When it comes to the advantages of taking a gap year, there are positive statistics. According to an article published by the Year Out Group, “90% of gap year students who originally intended to go to an university on their return, do so.” If you are planning to go to a college or university, are accepted, and are given permission to delay your admission for a year, a gap year is feasible. The reason for taking a gap year is also extremely important—what are you going to be doing for an entire year? Are you going to get a job? Work with a volunteer organization? Take on an internship? Get a certification? It is important to maintain some level of productivity if you do decide to take a year off.

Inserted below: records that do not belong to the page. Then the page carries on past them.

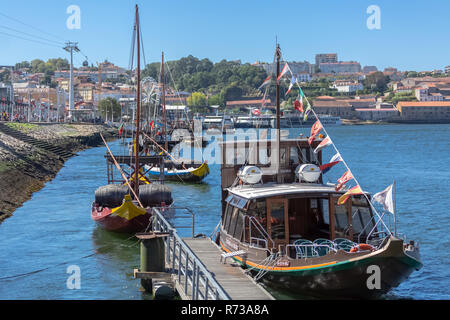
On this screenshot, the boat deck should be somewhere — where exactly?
[182,238,274,300]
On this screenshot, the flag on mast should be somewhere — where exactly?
[258,76,272,89]
[319,153,342,174]
[303,102,312,121]
[336,170,353,191]
[338,185,363,205]
[308,120,323,145]
[372,184,394,214]
[277,63,290,82]
[314,137,333,153]
[286,76,297,95]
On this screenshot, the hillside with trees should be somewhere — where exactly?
[142,55,267,106]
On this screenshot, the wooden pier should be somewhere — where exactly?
[177,238,273,300]
[134,208,274,300]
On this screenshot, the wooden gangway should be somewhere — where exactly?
[148,208,274,300]
[179,238,273,300]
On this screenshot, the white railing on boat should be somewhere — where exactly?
[152,207,230,300]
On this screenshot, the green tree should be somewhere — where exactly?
[98,97,122,121]
[364,71,390,93]
[187,92,207,107]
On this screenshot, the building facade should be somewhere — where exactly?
[397,101,450,122]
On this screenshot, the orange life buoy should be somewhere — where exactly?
[350,243,375,252]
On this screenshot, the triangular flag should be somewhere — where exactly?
[314,137,333,153]
[308,120,323,145]
[330,152,342,162]
[319,153,342,174]
[277,63,290,82]
[286,76,297,95]
[336,170,353,191]
[303,103,312,121]
[338,186,363,205]
[258,76,272,89]
[372,184,394,214]
[319,161,340,174]
[294,100,303,113]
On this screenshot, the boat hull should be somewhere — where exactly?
[91,205,151,234]
[220,232,422,299]
[148,162,209,182]
[262,257,415,299]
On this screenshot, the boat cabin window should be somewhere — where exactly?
[334,203,349,238]
[289,147,300,165]
[222,204,233,232]
[352,196,375,235]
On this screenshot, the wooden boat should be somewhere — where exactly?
[216,46,422,298]
[91,5,172,233]
[148,161,209,182]
[144,53,209,182]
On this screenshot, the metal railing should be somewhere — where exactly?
[152,207,231,300]
[244,216,275,249]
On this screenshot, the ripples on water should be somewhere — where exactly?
[0,125,450,299]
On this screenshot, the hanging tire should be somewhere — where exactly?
[95,184,128,208]
[139,183,173,207]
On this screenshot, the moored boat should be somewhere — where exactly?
[216,45,422,298]
[91,5,173,233]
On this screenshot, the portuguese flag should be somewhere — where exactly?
[338,186,362,205]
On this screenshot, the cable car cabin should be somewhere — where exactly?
[220,139,377,256]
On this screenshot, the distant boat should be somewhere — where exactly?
[91,5,173,233]
[146,162,209,182]
[216,45,422,299]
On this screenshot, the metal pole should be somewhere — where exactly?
[393,180,397,237]
[134,5,141,196]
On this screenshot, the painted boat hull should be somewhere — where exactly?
[220,233,422,299]
[148,162,209,182]
[91,205,151,234]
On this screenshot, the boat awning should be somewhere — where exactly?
[227,183,347,200]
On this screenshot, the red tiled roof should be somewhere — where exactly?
[397,101,450,107]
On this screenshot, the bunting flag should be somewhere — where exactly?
[372,184,394,214]
[294,100,303,113]
[308,120,323,145]
[303,103,312,122]
[336,170,353,191]
[314,137,332,153]
[277,63,290,82]
[258,76,272,90]
[338,186,363,205]
[286,76,297,95]
[319,153,342,174]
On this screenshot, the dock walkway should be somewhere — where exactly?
[144,207,274,300]
[182,238,274,300]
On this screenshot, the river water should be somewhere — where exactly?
[0,125,450,299]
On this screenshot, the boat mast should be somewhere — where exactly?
[134,5,141,196]
[161,52,168,151]
[276,43,281,177]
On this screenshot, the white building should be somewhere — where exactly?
[319,61,361,73]
[331,80,364,93]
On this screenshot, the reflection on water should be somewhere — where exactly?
[0,125,450,299]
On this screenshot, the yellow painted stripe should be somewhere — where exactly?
[219,241,337,271]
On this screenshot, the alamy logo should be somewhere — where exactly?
[66,265,81,290]
[366,4,381,30]
[66,4,81,30]
[366,265,381,290]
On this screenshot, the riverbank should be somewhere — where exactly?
[0,122,117,223]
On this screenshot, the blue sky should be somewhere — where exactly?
[0,0,450,70]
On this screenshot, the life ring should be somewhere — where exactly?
[350,243,375,252]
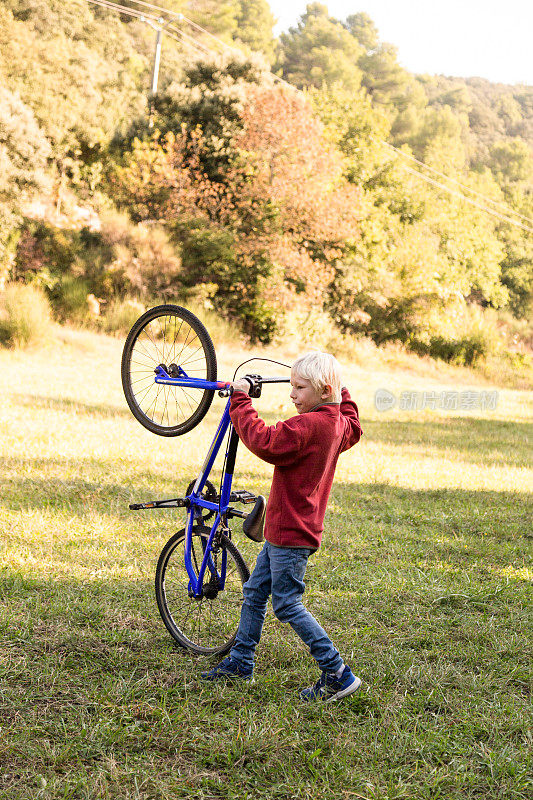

But what happens if you plan to stay at home and take a year off to “relax”? This sort of reason tends to be a slippery slope. Gap years are, unfortunately, expensive. Paying for living expenses can get extremely difficult if you are taking a year to relax at home. Even if you decide to take a trip (hiking the Appalachian Trail and backpacking trips across Europe are both popular among people taking gap years), you will need to have a great deal of money saved up to support yourself.

Some sources also point to a “loss in academic momentum” in people who decide to take a gap year, “The best-case scenario for taking a yearlong break from your studies is returning to them feeling refreshed and motivated. Worst case scenario is that you lose academic momentum completely. The last thing you want is your transition back into your studies being a difficult one – so you really should consider whether taking such a long break is something that will work for you” (The Scholarship Hub UK). Another aspect to consider is that people who take gap years are behind everyone else who went to college, got a job, or joined the military right after high school, “Taking a gap year will put you a year behind your high school friends who are already in college making new connections, picking a major, and planning for a career and graduating” (Holmes, U.S. News).

So, is a gap year worth it? It all depends on your individual situation. If you have a plan for what happens before, during, and after your gap year as well as the financial stability to go through with your plan, think it could benefit you more than harm you, and understand the drawbacks, maybe a gap year is an option. Otherwise, it would be best to take that leap onto the next stepping stone of your career, whatever that may be.